RNAtypes_N=`echo $(($exactlyN + $multiN))`

echo -e "$j\tsequentialMap\t$l\t$exactlyN\t$multiN\t$RNAtypes_N" >> stat/readsN.readsL.sta.tsv

done;

done;

Build Expression Matrices

Result

The result for mapping is listed here.

Thus we can check the distribution of each type of RNAs by taking weighted average.
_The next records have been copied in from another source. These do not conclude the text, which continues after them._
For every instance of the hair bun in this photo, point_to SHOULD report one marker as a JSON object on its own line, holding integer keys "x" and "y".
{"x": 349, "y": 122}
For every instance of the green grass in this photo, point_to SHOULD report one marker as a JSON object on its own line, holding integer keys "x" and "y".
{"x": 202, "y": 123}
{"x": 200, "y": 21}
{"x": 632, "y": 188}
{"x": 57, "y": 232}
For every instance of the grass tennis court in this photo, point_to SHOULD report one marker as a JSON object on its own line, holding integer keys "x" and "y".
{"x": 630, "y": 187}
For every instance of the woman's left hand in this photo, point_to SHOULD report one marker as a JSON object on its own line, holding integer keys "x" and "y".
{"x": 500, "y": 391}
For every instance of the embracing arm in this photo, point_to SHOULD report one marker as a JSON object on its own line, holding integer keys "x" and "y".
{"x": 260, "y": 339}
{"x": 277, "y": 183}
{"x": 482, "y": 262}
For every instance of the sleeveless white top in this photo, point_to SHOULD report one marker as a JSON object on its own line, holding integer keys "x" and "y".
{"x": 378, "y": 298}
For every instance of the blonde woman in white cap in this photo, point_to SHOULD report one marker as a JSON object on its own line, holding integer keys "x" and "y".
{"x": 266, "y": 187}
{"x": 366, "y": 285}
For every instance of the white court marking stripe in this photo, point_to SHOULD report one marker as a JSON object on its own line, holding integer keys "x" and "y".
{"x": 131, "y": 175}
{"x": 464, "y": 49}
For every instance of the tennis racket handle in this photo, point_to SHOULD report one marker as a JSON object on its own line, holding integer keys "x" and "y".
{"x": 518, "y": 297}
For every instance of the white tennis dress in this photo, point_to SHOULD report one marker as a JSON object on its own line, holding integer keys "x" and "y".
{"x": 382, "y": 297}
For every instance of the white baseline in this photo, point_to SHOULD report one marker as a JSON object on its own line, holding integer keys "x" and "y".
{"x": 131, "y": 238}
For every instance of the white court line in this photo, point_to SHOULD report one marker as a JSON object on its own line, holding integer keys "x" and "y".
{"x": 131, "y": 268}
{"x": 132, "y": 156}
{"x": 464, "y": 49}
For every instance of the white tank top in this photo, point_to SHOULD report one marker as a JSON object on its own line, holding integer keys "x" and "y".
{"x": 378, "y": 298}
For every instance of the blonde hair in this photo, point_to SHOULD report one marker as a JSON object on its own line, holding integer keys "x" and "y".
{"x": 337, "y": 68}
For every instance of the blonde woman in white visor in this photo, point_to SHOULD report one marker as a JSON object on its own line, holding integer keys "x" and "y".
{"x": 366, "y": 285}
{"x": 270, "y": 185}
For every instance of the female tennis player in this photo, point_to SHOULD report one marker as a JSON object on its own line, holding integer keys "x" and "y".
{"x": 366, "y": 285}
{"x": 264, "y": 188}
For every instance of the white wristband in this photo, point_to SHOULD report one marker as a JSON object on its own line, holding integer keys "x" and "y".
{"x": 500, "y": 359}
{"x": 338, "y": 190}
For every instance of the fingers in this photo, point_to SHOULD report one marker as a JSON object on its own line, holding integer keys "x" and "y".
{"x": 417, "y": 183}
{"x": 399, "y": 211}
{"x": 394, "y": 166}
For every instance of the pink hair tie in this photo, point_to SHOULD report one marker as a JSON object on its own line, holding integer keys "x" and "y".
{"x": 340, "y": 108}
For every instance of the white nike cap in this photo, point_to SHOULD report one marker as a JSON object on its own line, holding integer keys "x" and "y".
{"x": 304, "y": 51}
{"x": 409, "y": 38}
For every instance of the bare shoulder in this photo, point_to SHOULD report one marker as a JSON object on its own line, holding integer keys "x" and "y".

A pie chart is shown below; a boxplot can also show the distribution but not as clear.

avg <- c(0.381592 , 0.041112 , 0.336402 ,0.001645 ,0.000812 ,0.006523 ,0.041891 ,0.017065 )
Category <- c('miRNA', 'piRNA', 'y_RNA', 'snRNA', 'srpRNA', 'lncRNA', 'mRNA', 'Others')
library(ggplot2)
df <- data.frame(avg, Category)
bp <- ggplot(df, aes(x='', y=avg, fill=Category)) +geom_bar(width = 1, stat = 'identity')
pie <- bp + coord_polar("y", start = 0)
pie

Time cost

Also I did time counting for such mapping.
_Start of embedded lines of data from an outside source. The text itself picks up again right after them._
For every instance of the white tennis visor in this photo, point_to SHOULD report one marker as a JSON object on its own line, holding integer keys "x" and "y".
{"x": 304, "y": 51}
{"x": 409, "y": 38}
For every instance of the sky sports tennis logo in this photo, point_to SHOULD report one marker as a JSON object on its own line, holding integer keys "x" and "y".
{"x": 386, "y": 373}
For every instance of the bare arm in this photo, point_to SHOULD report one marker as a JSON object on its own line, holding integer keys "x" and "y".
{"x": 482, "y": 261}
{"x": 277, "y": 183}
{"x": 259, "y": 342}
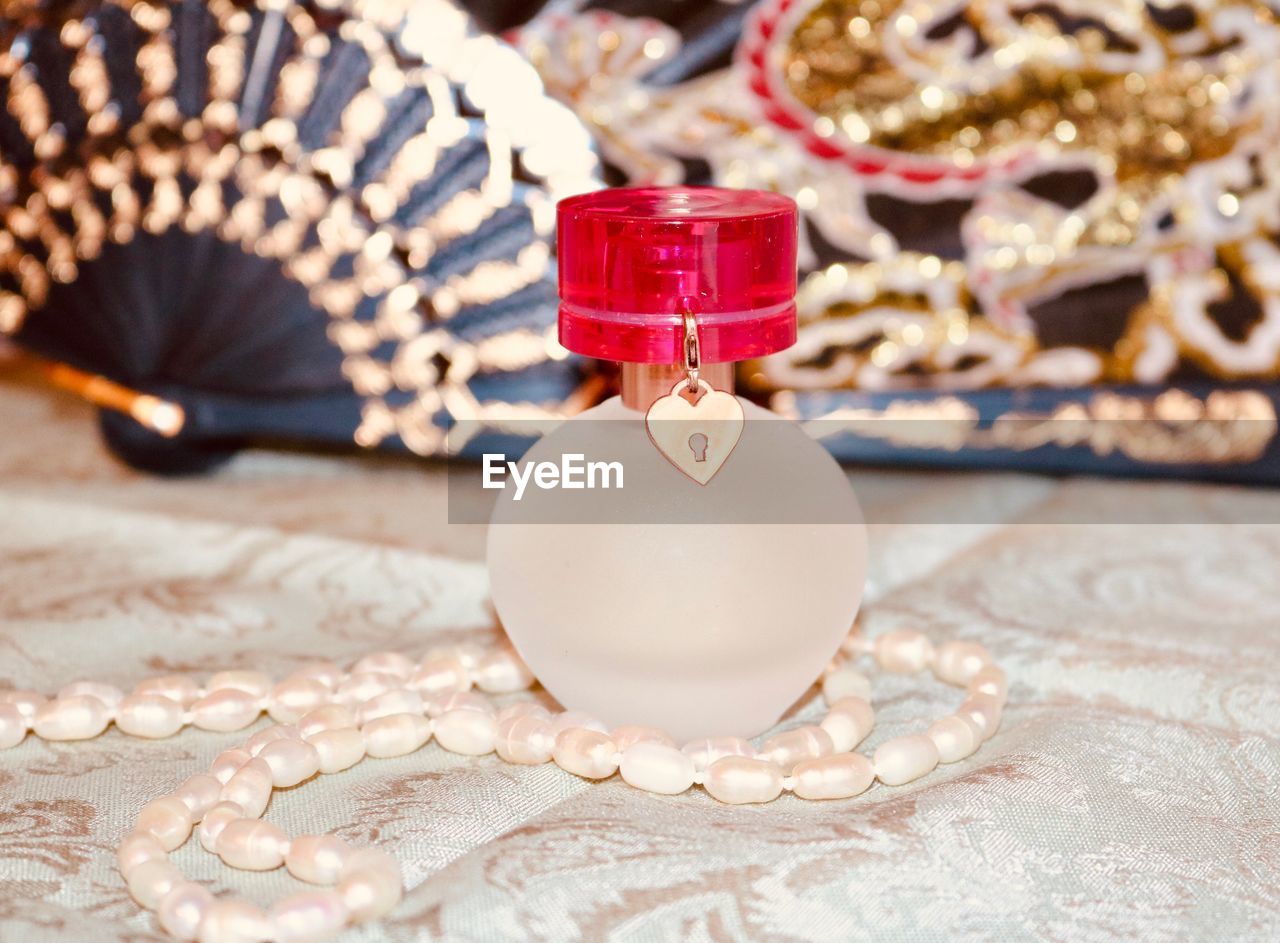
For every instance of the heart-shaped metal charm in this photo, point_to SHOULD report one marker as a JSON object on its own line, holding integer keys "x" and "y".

Take out first 1/10 mapping to hg38(ms) miRNA(ms) piRNA(ms) YRNA(ms) snRNA(ms) srpRNA(ms) tRNA(ms) lncRNA(ms) mRNA(ms)
BeforeSurgery_1 34810 38989 7712 10785 8963 4444 4707 4734 13949 15700
BeforeSurgery_2 34217 56311 9817 9540 8774 4979 4610 4868 14926 19275
BeforeSurgery_3 36298 38847 11839 10325 9763 4510 4285 4733 13714 17562
AfterSurgery_1 42810 7863 11648 12527 4733 5301 5012 15272 19218
AfterSurgery_2 1106(??) 45145 8808 9208 9702 4423 4573 4558 15256 18711
AfterSurgery_3 19927 41328 7362 11191 13066 4779 5605 5330 14657 19787
NC_1 35511 42368 8887 11798 16301 4976 5157 4738 13896 20799
NC_2 35033 43577 7615 9876 17203 4952 5031 5506 14128 20036
NC_3 34953 46508 7920 9908 15518 5093 5152 6004 13713 20917
Avg 40653.667 8647 10475.444 12424.111 4765.444 4935.667 5053.667 14390.111 19111.667

Mapping for such file with total lines of $10^6$ would take $10^2$s for each, which is pretty quick. But the wc was pretty slow, which takes $10^2$s for line counting each time and $10^2-10^3$s for subtracting.